In 1967, Rod Serling took on a more permanent role as a guest professor at Ithaca College in upstate New York. Close to his home in Interlaken and far from the grind of television, Ithaca College was a place where the increasingly stressed writer could relax.

Teaching a course simply titled "Creativity," Professor Serling was anything but a typical college instructor. Former students recall his teaching style as loose, laidback, and filled with humor. Classes consisted of everything from nighttime film screenings to car rides through the Ithaca countryside. Above all, Serling's classroom was a place of open discussion where no topic was off-limits. Instilling a spirit of fearlessness and innovation in his students, the former Twilight Zone scribe advised his students: "If it's never been done before, do it. If it's never been shot before, by all means, shoot it."

Twilight of a TV pioneer

On May 3, 1975, Rod Serling suffered a heart attack while working in his garden. After a short stay in the hospital, he seemed to recover and remained in good spirits. Just two weeks later, another heart attack struck. Still, his sense of humor remained strong. "You can't kill this tough Jew," Serling joked from his hospital bed, per Serling.

Rod Serling's doctors determined that he would require a risky open-heart procedure to save his life. Years of overwork, stress and a three to five pack a day cigarette habit were taking their toll. While undergoing 10 hours of surgery to bypass blockages in his deteriorating arteries, he suffered a third heart attack on the operating table.
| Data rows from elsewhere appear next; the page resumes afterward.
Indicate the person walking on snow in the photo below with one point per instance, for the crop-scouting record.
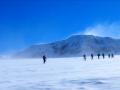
(44, 59)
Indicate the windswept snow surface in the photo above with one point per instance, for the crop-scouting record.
(60, 74)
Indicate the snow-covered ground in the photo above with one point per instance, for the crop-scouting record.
(60, 74)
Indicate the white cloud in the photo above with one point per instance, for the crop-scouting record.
(104, 30)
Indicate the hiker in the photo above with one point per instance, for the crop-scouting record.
(103, 55)
(84, 56)
(98, 55)
(108, 55)
(92, 56)
(112, 55)
(44, 59)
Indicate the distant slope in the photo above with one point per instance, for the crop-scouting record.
(75, 45)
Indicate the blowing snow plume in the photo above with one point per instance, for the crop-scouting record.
(104, 30)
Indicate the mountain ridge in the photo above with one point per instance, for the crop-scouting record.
(74, 46)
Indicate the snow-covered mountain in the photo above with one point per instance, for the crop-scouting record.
(73, 46)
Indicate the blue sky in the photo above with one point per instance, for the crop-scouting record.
(26, 22)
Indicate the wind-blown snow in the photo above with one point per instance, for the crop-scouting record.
(60, 74)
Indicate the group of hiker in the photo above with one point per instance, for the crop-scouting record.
(98, 55)
(85, 56)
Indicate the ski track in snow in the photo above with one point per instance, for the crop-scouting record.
(60, 74)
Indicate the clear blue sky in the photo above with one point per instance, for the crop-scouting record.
(25, 22)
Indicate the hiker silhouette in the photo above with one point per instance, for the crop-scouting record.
(44, 59)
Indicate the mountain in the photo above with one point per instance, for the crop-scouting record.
(73, 46)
Although the surgical team fought valiantly to save his life, he died two days later on June 28, 1975. Leaving behind his wife Carol and daughters Jodi and Anne, Rod Serling was just 50 years old.

Rod Serling's impact on television and continuing influence and relevance within the culture are immeasurable. However, to the generations of young people he continues to inspire, his true legacy is infinitely more personal. As daughter Anne Serling, author of As I Knew Him: My Dad, Rod Serling, told USA Today in a 2013 interview,  "I hear from people in their 20s and early 30s who, because of my dad, became writers. That would have also deeply touched him."